The president also referred to the free, ‘lifeline’ data package – a certain amount of data daily at no cost, proposed by the commission. The premise for this is much like the free basic water policy in the country which gives household 6 000 litres before charges kick in.
The ‘lifeline’ package was hailed on public talk shows as “free data for all”.
But adopting this in the far more complex telecommunications infrastructure market, is likely to produce some unintended consequences. In particular, it won’t reduce digital inequality. In practice the ‘free’ lifeline data package will be given to everyone with a prepaid SIM card (85% of the data market) as the administrative costs of identifying the needy to provide the subsidy to is too high.
This will produce a classical free-rider problem. A large number of the beneficiaries of the lifeline service who are capable of paying for the service will get the welfare benefit.
There is also considerable evidence that the costs of mandatory user subsidies are transferred to end users’ prices. Levies like this are not paid from operator surpluses. Instead, they are built into the cost of services. Unless tightly monitored and regulated, this in turn drives up the price of services for users.
From a public interest policy perspective, cross subsidisation is justifiable if the subsidy and cost allocation is transparent.
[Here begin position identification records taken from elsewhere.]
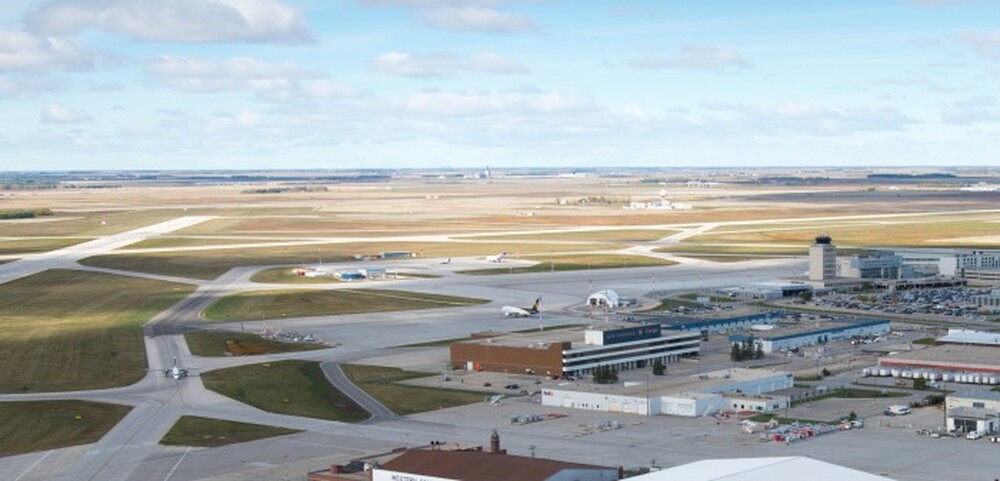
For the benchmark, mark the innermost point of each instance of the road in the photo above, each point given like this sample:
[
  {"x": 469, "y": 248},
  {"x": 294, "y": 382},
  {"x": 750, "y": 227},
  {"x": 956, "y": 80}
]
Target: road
[
  {"x": 130, "y": 450},
  {"x": 379, "y": 412},
  {"x": 67, "y": 257}
]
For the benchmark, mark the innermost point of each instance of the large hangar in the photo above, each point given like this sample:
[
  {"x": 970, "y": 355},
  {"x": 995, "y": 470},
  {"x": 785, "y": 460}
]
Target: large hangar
[{"x": 575, "y": 351}]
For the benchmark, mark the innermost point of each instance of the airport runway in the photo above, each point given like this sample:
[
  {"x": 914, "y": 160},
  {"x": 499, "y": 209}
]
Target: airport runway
[{"x": 130, "y": 451}]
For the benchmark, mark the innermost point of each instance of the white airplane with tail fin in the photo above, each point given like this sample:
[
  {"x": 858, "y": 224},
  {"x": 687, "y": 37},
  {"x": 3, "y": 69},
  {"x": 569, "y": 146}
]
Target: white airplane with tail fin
[
  {"x": 497, "y": 258},
  {"x": 176, "y": 372},
  {"x": 511, "y": 311}
]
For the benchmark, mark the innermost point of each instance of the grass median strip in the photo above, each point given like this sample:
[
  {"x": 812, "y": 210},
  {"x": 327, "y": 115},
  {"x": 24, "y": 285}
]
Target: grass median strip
[
  {"x": 41, "y": 425},
  {"x": 382, "y": 383},
  {"x": 209, "y": 433},
  {"x": 298, "y": 388},
  {"x": 307, "y": 303},
  {"x": 574, "y": 263},
  {"x": 67, "y": 330},
  {"x": 226, "y": 343}
]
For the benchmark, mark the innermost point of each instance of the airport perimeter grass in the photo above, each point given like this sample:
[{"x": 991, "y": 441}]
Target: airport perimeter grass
[
  {"x": 33, "y": 245},
  {"x": 287, "y": 275},
  {"x": 66, "y": 330},
  {"x": 575, "y": 263},
  {"x": 307, "y": 303},
  {"x": 382, "y": 383},
  {"x": 211, "y": 263},
  {"x": 298, "y": 388},
  {"x": 42, "y": 425},
  {"x": 614, "y": 235},
  {"x": 202, "y": 432},
  {"x": 226, "y": 343}
]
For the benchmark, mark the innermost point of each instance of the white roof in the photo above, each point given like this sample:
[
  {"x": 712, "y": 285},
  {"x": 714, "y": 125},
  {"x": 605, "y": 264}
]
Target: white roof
[
  {"x": 608, "y": 293},
  {"x": 964, "y": 336},
  {"x": 760, "y": 469}
]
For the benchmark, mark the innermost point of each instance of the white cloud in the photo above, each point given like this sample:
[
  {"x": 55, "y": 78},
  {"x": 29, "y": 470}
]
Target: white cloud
[
  {"x": 978, "y": 109},
  {"x": 481, "y": 103},
  {"x": 23, "y": 51},
  {"x": 710, "y": 58},
  {"x": 58, "y": 114},
  {"x": 186, "y": 21},
  {"x": 273, "y": 81},
  {"x": 244, "y": 119},
  {"x": 986, "y": 44},
  {"x": 803, "y": 119},
  {"x": 441, "y": 64},
  {"x": 476, "y": 19}
]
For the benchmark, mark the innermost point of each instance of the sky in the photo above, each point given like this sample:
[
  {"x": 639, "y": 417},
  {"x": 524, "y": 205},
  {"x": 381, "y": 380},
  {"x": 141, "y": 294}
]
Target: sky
[{"x": 303, "y": 84}]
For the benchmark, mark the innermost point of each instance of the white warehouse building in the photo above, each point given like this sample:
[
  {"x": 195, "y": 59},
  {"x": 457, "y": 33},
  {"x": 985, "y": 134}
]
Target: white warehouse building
[
  {"x": 789, "y": 338},
  {"x": 689, "y": 396}
]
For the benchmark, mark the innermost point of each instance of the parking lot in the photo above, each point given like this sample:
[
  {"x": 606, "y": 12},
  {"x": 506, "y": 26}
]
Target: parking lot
[{"x": 953, "y": 302}]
And if the increased cost being paid by those online, for example, is used to subsidise the extension of networks or services to get the rest of the population online. This is what happened in classical universal service regulation to get networks extended into remote areas.
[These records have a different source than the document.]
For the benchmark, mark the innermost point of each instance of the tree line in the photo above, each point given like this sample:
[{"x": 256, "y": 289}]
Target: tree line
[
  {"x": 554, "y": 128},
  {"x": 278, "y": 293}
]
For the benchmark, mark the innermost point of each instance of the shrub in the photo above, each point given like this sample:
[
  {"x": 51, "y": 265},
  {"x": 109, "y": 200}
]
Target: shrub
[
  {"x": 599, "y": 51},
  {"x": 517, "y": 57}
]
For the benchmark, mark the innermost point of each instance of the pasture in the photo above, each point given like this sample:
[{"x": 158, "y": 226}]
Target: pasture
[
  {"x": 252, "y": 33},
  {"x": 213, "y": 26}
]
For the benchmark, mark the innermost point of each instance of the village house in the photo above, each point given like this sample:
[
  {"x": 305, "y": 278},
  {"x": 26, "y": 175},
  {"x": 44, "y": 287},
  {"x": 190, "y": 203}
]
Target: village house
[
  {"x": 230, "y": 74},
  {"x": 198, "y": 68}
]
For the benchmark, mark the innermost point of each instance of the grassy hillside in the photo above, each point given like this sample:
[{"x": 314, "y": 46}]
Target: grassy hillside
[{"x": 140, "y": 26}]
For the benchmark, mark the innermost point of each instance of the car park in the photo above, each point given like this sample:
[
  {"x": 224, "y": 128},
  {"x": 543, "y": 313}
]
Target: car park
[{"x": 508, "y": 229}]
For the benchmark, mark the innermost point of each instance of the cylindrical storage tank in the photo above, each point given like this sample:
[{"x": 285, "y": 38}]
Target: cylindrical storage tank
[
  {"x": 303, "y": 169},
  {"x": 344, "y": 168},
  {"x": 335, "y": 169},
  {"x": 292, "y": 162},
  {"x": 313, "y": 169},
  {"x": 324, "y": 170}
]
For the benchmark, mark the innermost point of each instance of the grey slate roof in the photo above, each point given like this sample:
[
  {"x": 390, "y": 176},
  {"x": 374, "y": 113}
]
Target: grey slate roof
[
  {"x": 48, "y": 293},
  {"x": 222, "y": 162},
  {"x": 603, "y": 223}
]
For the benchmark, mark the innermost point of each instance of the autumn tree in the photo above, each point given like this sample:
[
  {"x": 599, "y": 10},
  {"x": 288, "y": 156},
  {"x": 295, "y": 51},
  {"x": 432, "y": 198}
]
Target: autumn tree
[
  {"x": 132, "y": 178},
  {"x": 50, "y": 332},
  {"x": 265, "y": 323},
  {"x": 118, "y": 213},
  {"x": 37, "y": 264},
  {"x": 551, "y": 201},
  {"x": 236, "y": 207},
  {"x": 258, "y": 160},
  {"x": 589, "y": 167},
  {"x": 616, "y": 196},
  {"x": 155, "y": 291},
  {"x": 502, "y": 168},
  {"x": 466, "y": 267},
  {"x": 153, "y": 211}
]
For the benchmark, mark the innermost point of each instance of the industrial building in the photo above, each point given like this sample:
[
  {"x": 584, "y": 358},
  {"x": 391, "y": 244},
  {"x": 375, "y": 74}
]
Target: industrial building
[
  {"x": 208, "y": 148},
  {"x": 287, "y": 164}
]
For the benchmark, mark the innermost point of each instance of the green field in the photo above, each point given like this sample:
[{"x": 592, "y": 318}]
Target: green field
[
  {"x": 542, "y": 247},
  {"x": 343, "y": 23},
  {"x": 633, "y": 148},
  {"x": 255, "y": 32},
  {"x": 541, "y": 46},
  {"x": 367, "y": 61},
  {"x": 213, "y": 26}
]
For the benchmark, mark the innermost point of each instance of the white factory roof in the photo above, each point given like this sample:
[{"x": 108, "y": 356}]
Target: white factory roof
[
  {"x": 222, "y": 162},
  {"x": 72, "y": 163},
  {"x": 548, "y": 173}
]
But the lifeline subsidy does not bring more people online. It subsidises the cost of data for those who are already online – rich and poor. The lifeline subsidy may enable those who are already connected through smart devices to use data more optimally to enjoy the benefits of being connected, such as financial inclusion, information gathering and job-seeking, but it does not assist with bringing the 50% of South African’s who are offline, online.
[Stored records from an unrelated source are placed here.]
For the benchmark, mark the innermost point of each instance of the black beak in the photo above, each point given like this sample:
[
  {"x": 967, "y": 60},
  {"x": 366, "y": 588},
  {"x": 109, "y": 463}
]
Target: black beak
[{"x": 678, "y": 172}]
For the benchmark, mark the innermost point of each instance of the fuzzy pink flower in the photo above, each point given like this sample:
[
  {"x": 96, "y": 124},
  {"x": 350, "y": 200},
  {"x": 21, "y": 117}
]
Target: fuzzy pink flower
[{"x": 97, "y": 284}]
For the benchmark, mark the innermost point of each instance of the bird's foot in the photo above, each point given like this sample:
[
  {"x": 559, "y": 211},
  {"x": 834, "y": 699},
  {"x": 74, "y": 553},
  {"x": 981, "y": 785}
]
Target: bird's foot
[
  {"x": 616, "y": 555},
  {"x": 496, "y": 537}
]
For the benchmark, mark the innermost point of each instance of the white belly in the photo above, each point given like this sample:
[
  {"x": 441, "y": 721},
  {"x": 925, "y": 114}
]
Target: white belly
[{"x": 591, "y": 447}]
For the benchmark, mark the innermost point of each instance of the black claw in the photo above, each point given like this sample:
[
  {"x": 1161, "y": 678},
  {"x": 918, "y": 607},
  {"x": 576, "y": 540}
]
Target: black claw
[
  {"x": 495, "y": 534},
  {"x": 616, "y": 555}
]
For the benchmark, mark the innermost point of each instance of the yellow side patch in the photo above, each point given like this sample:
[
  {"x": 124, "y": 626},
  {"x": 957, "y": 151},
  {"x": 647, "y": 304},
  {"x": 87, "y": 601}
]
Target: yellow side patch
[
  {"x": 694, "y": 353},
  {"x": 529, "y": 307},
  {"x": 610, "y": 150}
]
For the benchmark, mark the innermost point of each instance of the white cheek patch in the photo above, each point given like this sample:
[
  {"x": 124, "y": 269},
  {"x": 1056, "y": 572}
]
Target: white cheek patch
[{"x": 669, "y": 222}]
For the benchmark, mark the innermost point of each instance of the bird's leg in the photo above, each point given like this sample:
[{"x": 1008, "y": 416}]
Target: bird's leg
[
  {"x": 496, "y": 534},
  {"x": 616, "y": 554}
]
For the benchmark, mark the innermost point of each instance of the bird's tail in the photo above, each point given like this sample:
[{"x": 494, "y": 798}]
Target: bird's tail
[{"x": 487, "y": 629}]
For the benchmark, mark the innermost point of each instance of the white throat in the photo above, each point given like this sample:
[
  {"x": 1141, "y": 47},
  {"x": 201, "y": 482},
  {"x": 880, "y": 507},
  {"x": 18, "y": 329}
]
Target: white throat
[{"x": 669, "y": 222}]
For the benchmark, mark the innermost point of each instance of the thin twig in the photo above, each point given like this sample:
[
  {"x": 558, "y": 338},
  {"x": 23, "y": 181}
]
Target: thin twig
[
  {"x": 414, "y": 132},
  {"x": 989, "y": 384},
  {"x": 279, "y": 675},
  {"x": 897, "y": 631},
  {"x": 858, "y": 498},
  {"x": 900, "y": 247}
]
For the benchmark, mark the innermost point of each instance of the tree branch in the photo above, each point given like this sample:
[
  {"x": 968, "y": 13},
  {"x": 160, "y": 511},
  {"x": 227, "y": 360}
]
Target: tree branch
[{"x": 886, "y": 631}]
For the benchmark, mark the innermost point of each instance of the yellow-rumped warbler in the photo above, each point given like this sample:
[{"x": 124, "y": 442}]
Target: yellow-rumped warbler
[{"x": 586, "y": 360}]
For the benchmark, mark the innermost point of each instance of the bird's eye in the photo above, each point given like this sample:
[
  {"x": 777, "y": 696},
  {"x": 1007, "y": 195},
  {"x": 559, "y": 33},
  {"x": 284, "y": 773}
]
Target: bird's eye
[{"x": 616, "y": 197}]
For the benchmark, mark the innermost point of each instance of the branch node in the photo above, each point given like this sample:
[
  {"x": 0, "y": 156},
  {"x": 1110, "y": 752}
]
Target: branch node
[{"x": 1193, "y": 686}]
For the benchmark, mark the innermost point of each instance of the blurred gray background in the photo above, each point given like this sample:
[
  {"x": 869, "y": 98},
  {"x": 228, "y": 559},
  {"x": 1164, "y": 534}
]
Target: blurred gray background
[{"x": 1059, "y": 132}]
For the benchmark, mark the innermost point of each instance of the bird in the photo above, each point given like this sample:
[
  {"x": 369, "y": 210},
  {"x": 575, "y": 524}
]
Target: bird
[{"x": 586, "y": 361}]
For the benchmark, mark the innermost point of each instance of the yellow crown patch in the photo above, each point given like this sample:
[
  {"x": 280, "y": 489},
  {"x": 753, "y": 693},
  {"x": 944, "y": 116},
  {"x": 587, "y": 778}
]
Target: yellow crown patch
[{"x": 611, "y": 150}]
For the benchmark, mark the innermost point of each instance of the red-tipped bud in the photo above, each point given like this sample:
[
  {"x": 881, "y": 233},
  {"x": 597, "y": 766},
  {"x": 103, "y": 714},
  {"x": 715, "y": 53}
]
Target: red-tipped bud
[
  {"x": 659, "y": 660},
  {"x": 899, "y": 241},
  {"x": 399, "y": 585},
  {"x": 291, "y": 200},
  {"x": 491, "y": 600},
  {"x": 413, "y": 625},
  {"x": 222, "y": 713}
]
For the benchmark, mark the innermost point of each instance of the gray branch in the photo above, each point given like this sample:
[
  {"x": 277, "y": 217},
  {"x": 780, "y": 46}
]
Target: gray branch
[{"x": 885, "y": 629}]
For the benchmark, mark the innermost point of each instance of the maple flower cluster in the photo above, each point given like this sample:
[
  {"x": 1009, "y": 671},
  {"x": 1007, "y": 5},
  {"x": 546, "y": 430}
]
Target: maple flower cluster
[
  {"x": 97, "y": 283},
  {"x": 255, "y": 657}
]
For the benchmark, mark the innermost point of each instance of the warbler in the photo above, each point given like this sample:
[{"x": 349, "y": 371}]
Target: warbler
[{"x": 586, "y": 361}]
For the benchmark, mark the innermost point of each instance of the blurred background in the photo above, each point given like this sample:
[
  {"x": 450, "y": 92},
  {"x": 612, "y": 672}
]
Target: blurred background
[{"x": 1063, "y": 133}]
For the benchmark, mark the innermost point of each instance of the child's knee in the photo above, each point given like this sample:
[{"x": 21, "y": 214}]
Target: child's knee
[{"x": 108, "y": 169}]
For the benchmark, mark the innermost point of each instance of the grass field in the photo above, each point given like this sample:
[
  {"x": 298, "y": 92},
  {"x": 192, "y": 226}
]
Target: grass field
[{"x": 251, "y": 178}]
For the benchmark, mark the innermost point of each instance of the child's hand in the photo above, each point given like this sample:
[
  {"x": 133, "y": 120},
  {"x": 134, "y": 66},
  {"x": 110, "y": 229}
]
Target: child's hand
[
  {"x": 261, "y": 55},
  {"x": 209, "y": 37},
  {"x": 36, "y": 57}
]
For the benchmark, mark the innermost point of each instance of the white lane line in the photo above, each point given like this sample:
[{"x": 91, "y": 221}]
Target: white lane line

The commission focused on the negative impact of data prices on consumers. And there is certainly evidence that price affects usage – in South Africa usage is way below the average in similar size economies with less inequitable income distribution.
In the Research ICT Africa After Access 2018 survey of 10 African countries, including South Africa, non-users said that the price of smart devices was at primary reason for people not being connected. For those that were connected the cost of data was identified as the reason for their sub-optimal use.
This shows that reducing data prices without attending to the cost of the devices (and other problems once people are connected, such as the lack of digital literacy) does not redress digital inequality.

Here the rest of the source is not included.